Environ Health. 2018 Jun 26;17(1):49. doi: 10.1186/s12940-018-0396-8.

Abstract

Background: Flight attendants are an understudied occupational group, despite undergoing a wide range of adverse job-related exposures, including to known carcinogens. In our study, we aimed to characterize the prevalence of cancer diagnoses among U.S. cabin crew relative to the general population.

Methods: In 2014-2015, we surveyed participants of the Harvard Flight Attendant Health Study. We compared the prevalence of their self-reported cancer diagnoses to a contemporaneous cohort in the National Health and Nutrition Examination Survey (NHANES 2013-2014) using age-weighted standardized prevalence ratios (SPRs). We also analyzed associations between job tenure and the prevalence of selected cancers, using logistic regression and adjusting for potential confounders.

Results: Compared to NHANES participants with a similar socioeconomic status (n = 2729), flight attendants (n = 5366) had a higher prevalence of every cancer we examined, especially breast cancer, melanoma, and non-melanoma skin cancer among females. SPR for these conditions were 1.51 (95% CI: 1.02, 2.24), 2.27 (95% CI: 1.27, 4.06), and 4.09 (95% CI: 2.70, 6.20), respectively. Job tenure was positively related to non-melanoma skin cancer among females, with borderline associations for melanoma and non-melanoma skin cancers among males. Consistent with previous studies, we observed associations between job tenure and breast cancer among women who had three or more children.
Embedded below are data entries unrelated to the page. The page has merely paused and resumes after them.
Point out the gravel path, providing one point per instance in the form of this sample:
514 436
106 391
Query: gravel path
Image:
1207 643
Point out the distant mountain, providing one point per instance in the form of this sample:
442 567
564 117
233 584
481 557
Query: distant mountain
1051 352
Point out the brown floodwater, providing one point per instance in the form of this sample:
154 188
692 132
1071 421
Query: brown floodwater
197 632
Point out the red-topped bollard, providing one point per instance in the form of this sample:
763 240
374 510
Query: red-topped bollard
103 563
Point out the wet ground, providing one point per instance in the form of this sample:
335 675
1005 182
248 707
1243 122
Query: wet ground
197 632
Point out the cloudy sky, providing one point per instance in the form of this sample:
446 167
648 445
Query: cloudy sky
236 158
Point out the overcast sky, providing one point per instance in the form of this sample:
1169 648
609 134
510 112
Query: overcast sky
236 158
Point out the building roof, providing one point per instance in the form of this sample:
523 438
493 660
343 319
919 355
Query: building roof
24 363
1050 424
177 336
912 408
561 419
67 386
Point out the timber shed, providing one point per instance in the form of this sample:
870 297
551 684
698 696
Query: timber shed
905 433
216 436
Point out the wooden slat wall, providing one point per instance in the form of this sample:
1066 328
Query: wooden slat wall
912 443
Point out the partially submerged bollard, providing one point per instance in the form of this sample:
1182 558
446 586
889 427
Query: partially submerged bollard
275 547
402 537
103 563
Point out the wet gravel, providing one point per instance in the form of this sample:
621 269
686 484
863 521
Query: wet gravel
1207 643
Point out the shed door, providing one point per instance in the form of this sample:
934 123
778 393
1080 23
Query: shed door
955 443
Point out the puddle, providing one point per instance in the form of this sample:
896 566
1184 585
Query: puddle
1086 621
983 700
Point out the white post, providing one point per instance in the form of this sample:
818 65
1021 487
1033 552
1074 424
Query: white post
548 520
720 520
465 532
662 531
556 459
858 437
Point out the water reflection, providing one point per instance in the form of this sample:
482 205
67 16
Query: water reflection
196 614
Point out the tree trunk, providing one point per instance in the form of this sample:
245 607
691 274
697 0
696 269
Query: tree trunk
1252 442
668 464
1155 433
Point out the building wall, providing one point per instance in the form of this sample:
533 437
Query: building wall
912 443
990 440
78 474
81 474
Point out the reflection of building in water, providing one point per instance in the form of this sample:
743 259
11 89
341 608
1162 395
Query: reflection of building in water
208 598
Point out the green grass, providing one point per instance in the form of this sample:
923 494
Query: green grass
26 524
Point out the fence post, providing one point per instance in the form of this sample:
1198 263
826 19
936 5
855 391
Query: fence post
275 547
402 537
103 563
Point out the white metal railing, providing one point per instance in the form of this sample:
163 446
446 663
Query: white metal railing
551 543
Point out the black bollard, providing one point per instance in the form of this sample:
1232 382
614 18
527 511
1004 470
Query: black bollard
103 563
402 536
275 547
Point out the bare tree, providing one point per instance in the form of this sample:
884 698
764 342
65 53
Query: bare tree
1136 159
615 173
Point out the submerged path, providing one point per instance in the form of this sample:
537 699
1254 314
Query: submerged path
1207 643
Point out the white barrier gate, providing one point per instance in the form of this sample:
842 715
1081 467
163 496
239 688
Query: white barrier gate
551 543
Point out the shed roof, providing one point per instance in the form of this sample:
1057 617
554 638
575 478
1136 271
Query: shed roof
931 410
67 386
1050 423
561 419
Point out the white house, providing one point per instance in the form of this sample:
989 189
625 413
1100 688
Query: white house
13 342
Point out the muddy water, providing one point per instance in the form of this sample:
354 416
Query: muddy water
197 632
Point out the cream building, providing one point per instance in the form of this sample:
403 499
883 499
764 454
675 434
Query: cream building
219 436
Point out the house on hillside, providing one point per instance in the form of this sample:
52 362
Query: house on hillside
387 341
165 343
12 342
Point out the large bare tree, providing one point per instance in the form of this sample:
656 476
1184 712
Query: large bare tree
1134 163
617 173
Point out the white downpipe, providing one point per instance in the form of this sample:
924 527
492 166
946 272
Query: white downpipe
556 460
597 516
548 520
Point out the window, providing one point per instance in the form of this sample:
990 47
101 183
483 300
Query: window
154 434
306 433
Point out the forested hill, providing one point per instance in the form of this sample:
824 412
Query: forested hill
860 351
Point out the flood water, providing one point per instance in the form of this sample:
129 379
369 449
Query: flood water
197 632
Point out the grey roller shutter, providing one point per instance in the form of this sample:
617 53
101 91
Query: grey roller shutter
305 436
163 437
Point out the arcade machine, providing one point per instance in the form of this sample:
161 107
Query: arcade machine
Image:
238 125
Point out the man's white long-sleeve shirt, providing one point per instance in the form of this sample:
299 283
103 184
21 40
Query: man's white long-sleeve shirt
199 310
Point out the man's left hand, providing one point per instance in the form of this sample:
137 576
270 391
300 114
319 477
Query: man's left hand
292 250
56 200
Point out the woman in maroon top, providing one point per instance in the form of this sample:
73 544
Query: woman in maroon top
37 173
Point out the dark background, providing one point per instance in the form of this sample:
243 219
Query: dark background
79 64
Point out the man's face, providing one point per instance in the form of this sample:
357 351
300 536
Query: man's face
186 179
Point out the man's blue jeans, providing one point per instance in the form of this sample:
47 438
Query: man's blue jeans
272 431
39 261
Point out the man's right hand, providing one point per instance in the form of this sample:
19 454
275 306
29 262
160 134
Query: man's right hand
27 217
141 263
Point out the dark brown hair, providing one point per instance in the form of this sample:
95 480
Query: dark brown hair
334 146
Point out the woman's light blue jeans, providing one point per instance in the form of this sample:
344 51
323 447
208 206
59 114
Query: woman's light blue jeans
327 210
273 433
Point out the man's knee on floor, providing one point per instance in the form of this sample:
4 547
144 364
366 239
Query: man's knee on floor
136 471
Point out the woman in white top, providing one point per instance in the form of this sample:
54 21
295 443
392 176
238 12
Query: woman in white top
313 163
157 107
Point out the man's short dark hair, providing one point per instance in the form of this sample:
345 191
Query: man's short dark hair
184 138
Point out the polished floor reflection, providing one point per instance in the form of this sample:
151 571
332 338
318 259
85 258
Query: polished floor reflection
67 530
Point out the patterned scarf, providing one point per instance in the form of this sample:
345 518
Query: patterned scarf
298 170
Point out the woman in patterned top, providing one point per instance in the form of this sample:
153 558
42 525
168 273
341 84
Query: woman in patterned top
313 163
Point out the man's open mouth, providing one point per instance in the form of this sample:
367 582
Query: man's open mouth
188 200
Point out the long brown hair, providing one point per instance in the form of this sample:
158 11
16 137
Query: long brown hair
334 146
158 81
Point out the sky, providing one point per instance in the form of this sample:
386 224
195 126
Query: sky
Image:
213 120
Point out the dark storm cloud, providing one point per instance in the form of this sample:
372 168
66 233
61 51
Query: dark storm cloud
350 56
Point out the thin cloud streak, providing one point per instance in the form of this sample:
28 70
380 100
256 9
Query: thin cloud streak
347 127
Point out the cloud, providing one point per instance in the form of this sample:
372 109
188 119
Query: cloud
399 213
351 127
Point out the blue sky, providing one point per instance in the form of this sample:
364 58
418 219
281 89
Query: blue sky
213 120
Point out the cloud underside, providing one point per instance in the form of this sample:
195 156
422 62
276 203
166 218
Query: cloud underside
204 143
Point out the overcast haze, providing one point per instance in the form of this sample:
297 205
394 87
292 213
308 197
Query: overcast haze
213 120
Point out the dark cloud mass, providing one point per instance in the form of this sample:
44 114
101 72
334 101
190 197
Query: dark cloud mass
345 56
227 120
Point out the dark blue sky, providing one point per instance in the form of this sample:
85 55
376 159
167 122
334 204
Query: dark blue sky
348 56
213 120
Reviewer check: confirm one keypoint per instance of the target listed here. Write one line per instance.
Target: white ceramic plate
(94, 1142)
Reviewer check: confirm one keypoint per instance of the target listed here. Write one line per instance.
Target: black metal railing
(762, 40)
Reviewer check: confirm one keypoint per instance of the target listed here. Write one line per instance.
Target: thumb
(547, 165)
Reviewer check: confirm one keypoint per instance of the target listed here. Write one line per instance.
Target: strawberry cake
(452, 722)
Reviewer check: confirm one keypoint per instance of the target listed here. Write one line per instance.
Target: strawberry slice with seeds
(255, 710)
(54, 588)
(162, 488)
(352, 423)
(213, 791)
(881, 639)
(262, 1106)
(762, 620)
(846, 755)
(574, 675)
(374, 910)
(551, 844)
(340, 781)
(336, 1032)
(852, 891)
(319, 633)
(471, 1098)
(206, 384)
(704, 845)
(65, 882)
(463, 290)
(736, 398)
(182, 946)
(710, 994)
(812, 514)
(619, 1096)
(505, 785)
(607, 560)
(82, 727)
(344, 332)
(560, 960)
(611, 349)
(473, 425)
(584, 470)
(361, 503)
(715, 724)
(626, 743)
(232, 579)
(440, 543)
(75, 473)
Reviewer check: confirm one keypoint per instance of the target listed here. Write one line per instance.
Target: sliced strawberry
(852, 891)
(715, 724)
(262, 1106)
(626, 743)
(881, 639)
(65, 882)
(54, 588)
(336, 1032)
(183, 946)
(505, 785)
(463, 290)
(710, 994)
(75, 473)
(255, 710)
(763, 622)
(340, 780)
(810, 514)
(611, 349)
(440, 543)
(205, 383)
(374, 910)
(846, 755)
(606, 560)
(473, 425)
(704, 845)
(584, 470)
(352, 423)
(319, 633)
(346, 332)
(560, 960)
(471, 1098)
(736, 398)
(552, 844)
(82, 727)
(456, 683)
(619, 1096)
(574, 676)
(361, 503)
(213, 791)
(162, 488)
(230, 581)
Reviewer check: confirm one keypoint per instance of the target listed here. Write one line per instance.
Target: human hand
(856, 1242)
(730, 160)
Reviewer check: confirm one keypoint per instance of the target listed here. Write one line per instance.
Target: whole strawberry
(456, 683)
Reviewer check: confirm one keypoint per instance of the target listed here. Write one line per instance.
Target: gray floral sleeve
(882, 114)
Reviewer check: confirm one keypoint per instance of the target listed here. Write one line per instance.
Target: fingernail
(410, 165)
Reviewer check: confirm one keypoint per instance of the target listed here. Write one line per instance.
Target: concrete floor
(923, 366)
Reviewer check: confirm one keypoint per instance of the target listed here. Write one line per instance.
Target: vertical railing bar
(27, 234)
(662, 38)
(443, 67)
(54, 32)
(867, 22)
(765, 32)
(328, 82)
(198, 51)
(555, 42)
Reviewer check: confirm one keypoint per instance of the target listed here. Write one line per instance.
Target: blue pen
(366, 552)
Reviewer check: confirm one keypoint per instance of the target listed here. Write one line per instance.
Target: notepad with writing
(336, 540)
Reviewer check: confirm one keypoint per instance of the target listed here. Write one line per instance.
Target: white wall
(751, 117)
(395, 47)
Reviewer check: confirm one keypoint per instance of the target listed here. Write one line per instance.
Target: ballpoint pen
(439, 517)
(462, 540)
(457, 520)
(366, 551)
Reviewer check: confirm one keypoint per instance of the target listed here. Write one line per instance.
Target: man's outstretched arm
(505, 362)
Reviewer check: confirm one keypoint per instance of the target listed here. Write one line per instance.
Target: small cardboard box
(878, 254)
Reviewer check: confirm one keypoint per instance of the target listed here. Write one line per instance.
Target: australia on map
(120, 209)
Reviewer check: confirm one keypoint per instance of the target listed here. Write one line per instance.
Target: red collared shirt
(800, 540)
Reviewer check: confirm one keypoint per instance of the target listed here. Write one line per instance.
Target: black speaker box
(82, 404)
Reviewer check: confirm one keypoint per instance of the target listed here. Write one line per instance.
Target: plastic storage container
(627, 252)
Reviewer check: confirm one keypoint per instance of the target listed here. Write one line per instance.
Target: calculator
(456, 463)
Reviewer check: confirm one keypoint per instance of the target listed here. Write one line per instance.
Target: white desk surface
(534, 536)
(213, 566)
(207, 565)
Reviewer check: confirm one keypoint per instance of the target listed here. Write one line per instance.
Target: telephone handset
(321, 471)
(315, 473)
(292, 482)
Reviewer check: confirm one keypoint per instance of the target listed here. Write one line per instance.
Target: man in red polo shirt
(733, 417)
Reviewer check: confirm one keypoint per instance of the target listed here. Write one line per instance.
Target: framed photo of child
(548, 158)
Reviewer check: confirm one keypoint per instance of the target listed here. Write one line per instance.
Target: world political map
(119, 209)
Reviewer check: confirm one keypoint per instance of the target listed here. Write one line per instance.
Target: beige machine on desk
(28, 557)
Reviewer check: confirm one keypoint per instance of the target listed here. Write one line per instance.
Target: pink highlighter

Conclusions: We observed higher rates of specific cancers in flight attendants compared the general population, some of which were related to job tenure. Our results should be interpreted in light of self-reported health information and a cross-sectional study design. Future longitudinal studies should evaluate associations between specific exposures and cancers among cabin crew.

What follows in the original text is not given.